Most important is simply drawing consumers into stores — something Wal-Mart achieved successfully over the holidays by focusing attention on a few tantalizing deals on home entertainment and other products. Retailers including Home Depot and Sears shld (which owns Kmart and Lands' End) are also offering deals linked to the tax rebates that many shoppers are starting to receive this week.

"If you put a good value in front of people, you can improve sales," Champion says. "There's money to spend, but it's discretionary."

Yet, while there may be plenty of merchandise for the home in stores, cutbacks in staffing could lead to customer service snags that might turn already wary shoppers away.

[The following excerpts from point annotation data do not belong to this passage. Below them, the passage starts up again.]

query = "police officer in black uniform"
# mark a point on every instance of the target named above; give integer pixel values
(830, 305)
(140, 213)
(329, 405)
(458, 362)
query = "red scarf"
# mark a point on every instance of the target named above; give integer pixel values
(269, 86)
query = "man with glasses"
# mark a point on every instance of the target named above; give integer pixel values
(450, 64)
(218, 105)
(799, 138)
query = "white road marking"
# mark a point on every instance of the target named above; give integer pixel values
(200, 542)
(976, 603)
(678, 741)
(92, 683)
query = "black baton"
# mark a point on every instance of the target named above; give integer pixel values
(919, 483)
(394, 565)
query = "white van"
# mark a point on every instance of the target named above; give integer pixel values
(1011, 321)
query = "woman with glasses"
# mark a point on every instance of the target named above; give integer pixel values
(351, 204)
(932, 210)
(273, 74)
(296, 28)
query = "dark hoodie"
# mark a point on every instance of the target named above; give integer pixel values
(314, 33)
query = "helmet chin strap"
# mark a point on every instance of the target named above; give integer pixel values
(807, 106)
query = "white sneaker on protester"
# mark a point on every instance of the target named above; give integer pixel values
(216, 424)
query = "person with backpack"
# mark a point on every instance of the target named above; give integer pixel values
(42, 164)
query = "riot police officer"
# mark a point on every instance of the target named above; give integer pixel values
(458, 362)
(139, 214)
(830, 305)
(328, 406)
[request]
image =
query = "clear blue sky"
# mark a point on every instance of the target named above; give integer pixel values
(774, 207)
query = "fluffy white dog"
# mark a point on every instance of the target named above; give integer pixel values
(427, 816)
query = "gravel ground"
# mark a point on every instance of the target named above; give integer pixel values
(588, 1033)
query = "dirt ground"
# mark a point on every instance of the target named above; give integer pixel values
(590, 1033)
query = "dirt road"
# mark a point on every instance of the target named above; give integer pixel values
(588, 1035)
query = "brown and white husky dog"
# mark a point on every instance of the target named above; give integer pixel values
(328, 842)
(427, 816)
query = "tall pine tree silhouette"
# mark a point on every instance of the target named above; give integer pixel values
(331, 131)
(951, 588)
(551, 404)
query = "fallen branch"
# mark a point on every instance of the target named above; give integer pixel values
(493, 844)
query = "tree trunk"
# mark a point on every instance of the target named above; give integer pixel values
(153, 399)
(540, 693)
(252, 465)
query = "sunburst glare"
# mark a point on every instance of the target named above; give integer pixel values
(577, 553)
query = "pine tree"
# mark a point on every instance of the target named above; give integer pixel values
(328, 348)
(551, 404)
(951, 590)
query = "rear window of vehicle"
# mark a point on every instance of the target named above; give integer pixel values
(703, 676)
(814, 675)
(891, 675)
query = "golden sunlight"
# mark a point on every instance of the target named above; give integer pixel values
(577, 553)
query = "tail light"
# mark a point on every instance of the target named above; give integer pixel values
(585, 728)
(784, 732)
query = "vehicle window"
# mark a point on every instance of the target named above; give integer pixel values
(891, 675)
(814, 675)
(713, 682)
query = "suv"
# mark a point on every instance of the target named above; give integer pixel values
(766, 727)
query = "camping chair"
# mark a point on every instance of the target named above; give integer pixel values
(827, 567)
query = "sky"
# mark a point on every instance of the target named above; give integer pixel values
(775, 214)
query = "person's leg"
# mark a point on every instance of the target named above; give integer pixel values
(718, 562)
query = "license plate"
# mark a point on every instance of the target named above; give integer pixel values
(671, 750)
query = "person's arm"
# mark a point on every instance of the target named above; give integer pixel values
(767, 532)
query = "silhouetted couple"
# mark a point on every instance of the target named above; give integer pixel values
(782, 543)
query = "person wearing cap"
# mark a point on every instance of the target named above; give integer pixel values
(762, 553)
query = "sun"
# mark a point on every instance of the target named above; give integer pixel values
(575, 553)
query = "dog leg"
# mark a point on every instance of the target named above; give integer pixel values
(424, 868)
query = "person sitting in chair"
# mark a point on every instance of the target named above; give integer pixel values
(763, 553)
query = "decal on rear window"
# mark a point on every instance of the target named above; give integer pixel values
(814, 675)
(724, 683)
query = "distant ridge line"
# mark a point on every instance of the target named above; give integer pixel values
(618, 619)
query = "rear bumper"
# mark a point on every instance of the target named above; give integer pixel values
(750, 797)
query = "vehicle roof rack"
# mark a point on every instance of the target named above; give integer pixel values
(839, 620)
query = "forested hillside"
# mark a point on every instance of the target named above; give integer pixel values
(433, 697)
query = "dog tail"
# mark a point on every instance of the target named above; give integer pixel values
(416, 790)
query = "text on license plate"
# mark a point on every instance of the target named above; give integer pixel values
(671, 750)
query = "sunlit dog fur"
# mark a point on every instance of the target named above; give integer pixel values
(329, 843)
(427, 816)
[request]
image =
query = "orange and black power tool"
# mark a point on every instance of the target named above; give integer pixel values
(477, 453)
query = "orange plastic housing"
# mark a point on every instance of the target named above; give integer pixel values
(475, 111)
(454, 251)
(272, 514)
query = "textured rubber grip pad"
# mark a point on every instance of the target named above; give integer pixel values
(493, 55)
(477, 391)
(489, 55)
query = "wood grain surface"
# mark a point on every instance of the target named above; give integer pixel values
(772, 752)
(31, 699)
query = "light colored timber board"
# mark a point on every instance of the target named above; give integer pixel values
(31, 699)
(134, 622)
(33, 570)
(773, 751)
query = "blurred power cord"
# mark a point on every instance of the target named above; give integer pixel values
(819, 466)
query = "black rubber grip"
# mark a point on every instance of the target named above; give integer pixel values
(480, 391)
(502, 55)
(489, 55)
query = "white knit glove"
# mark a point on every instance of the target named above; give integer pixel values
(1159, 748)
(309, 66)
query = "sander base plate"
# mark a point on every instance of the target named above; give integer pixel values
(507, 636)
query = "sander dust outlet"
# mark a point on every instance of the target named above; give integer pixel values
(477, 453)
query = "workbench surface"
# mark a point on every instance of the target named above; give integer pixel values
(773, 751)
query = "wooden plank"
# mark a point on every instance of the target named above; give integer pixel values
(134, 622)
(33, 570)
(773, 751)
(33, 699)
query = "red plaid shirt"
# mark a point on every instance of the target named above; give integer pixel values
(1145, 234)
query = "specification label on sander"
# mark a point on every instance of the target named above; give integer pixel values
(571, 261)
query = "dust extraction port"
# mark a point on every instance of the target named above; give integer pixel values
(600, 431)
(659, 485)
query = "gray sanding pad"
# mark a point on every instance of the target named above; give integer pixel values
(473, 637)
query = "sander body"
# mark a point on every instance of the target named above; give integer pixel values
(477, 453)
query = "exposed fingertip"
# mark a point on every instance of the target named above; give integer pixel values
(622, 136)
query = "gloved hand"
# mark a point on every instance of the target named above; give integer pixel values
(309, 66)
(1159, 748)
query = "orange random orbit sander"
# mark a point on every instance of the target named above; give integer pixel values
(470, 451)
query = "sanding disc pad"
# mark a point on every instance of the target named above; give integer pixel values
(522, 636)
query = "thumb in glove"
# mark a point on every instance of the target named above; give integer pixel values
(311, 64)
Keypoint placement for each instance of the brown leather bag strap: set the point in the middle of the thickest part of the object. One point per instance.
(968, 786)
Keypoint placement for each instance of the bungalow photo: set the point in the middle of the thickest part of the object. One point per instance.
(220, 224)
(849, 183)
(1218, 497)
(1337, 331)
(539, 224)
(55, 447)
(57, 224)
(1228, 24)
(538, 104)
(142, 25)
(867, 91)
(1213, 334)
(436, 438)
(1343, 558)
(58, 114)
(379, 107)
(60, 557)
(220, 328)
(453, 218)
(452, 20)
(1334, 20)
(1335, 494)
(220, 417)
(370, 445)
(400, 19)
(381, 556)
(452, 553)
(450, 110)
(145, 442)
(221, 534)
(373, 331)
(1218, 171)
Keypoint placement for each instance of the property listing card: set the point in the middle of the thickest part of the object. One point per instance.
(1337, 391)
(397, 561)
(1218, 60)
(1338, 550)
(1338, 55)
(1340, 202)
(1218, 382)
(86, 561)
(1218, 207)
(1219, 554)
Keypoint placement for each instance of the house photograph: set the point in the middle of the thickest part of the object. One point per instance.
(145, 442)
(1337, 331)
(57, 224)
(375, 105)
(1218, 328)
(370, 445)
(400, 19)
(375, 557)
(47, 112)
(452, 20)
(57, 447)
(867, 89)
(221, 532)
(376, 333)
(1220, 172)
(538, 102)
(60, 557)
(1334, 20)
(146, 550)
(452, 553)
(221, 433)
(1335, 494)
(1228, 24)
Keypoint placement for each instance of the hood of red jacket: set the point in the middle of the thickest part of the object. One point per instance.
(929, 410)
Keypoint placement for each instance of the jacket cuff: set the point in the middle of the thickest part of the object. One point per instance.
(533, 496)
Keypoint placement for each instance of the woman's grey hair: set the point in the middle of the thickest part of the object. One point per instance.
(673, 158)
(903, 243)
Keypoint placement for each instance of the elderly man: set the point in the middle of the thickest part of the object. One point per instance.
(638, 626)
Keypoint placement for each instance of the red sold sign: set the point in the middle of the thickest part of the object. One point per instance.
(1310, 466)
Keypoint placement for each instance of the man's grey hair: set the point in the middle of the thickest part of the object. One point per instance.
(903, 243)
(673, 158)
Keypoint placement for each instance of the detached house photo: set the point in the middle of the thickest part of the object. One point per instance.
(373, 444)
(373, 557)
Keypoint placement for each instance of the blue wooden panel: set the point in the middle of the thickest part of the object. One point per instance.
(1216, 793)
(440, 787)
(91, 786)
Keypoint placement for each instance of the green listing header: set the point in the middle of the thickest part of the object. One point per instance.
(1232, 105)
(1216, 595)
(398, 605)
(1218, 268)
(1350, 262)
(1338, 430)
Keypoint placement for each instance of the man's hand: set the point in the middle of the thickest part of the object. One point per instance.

"It's more difficult to respond with service in these times," Champion says. "But there are things that the clerks in those stores can do, like make sure the consumer feels welcome and asking if they need help."

To that end, many home-oriented retailers are offering long-term periods — sometimes up to three years — before customers owe interest or even up to two years before they need to make payments on purchases. But Champion says he thinks that's probably a mistake for the stores.

"That's driving customers to buy who are questioning whether they are going to be able to pay," he says. "That's not a particularly good business model."

Besides, such deals often carry back interest when they aren't paid up on time, making them unwise for anyone except shoppers who know they'll have the money and won't forget to pay.

If someone can't make the payments after the term is up, the stores can always take the furniture back, but as Epperson notes, "What's left to repossess?"

Jean Brown of Charlotte isn't buying any furniture, or any other major items for her house, no matter what the deals. Her total home purchases of late? A ladder, paint stick and paint.

Krebsbach, too, says she knows that if she browses at home stores, she'll wind up buying products, such as bathroom mats or tissue-box holders, that she really doesn't need.

Still, she loves to score good deals, and, after all, you can't find them if you're not shopping. If gas and food prices eventually come down, she may step up her shopping.

"Then," she says, "I'd be more relaxed about it."